ASHEVILLE – Engineering at a liberal arts school? You bet.
If North Carolina voters approve on March 15, $21 million from the Connect NC bond proposal will go to renovate two buildings at UNC Asheville and create collaborative space where engineering, art and management students will pursue interdisciplinary solutions to problems.1
Owen Hall is a 36-year-old building whose mechanical, plumbing and electrical systems are well past their life expectancy. The building currently houses the Art and Management departments, but officials envision a space that would add the university’s Mechatronics Engineering program to the mix.
“It’s a place of great energy,” Chancellor Mary Grant says in the accompanying video, “where students and faculty and staff come together to create, to innovate, to learn, to teach.”2
Mechatronics encompasses robotics, circuitry, problem-solving, analytics and just about anything that goes on inside the complex devices on which we increasingly rely. The program at UNC Asheville has seen a 70% increase in students just since 2012.3
“It really is the intersection of arts and engineering,” says Grant. “It’s about the creative process of problem-solving.”

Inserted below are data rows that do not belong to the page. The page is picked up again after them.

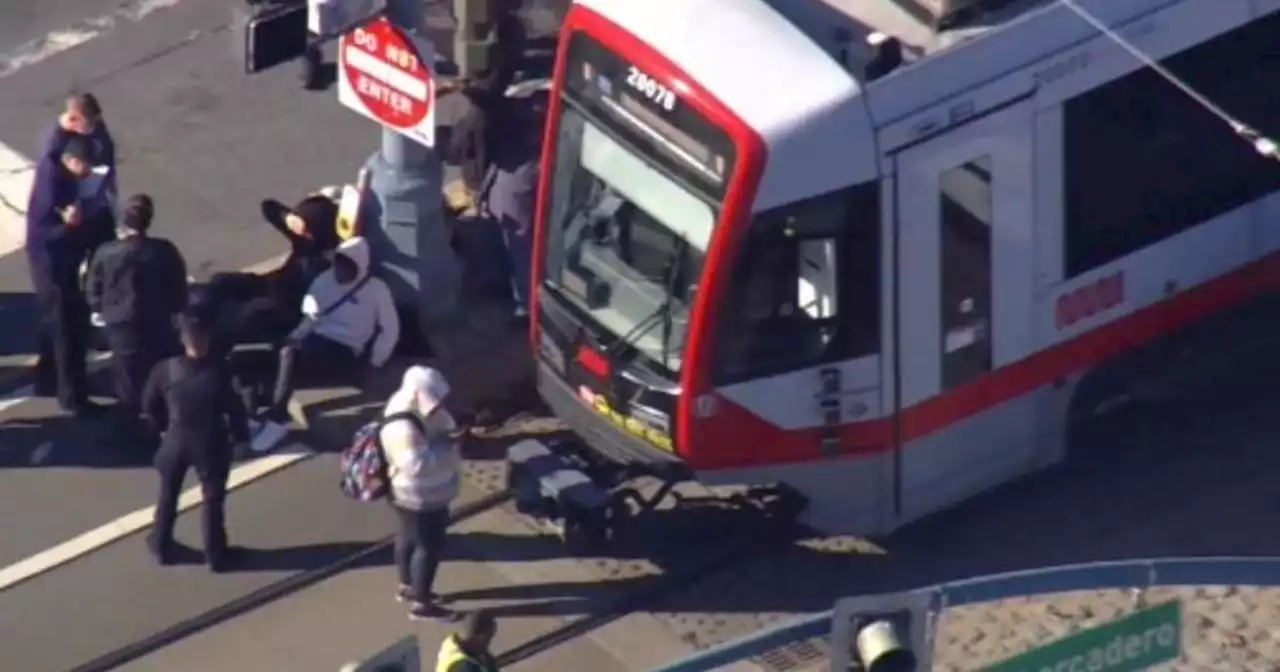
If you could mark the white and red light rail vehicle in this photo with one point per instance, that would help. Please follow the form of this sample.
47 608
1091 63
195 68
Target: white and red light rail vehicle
755 263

An interdisciplinary approach will prepare students for workplaces where managers, engineers and designers work under the same roof, Grant says.

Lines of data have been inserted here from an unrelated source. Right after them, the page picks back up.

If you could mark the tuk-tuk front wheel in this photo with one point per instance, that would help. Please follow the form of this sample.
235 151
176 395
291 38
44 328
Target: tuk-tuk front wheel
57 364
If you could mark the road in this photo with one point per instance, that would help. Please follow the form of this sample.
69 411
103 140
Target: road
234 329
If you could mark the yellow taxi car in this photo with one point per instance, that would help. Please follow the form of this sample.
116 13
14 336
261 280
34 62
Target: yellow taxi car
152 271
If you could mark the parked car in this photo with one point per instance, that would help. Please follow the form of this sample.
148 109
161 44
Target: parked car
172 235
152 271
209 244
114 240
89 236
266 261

“In fact, the true competitive advantage of many of today’s most iconic companies – Apple, Google and Tesla Motors to name a few – lies in the daily collaboration among these disciplines. This project will allow us to replicate that environment right here on campus.”4
Art and Mechatronics students at UNC Asheville already work together to design prosthetic limbs and other assistive devices using 3-D printers.5
UNC Asheville would also use bond proceeds to renovate 49-year-old Carmichael Hall, which houses the Psychology and Neuroscience Department, a leader in undergraduate research in such complex topics as neuropsychology, sleep and aging.6
“Psychology is doing cutting-edge research with their students as a way of teaching,” Grant says.

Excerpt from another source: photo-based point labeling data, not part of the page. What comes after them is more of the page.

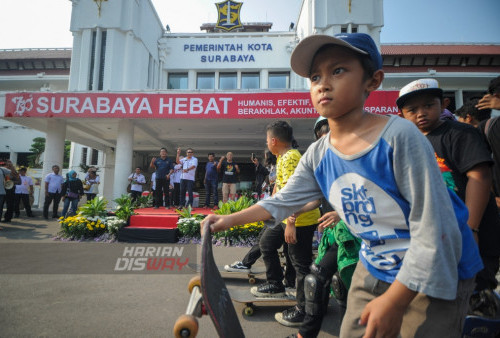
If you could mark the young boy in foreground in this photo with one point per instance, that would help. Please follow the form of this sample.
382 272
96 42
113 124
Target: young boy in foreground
465 158
417 264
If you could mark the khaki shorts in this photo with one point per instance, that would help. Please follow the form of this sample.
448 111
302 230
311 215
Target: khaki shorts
228 189
425 317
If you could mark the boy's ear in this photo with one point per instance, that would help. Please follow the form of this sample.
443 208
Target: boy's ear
375 81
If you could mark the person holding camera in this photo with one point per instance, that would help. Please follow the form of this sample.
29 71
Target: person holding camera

“We can do better, deeper, more innovative work in the 21st century with these supports,” she says in the video.7
The bond proposal includes $45 million for renovations at UNC Asheville, the UNC School of the Arts in Winston-Salem and Elizabeth City State University, as well as $10 million for renovation of the Lyons Science Building at Fayetteville State University. 8
That pales in comparison, though, to more than $2 billion in renovation and repair needs officials have identified across North Carolina’s public universities.9
Much of that work was postponed during the Great Recession. Officials say they can’t catch up through annual appropriations in the state budget.
Western Carolina University, for example, has been waiting since 2006 for $30 million to replace a boiler system that was built in the 1920s and still serves 35 buildings.10
Grant thanks state leaders for providing renovation dollars – but notes that they won’t meet all the needs.
“This is an important step in the right direction,” she said. “Everybody is aware that this doesn’t tackle all the needs across the state. But it is a down-payment.”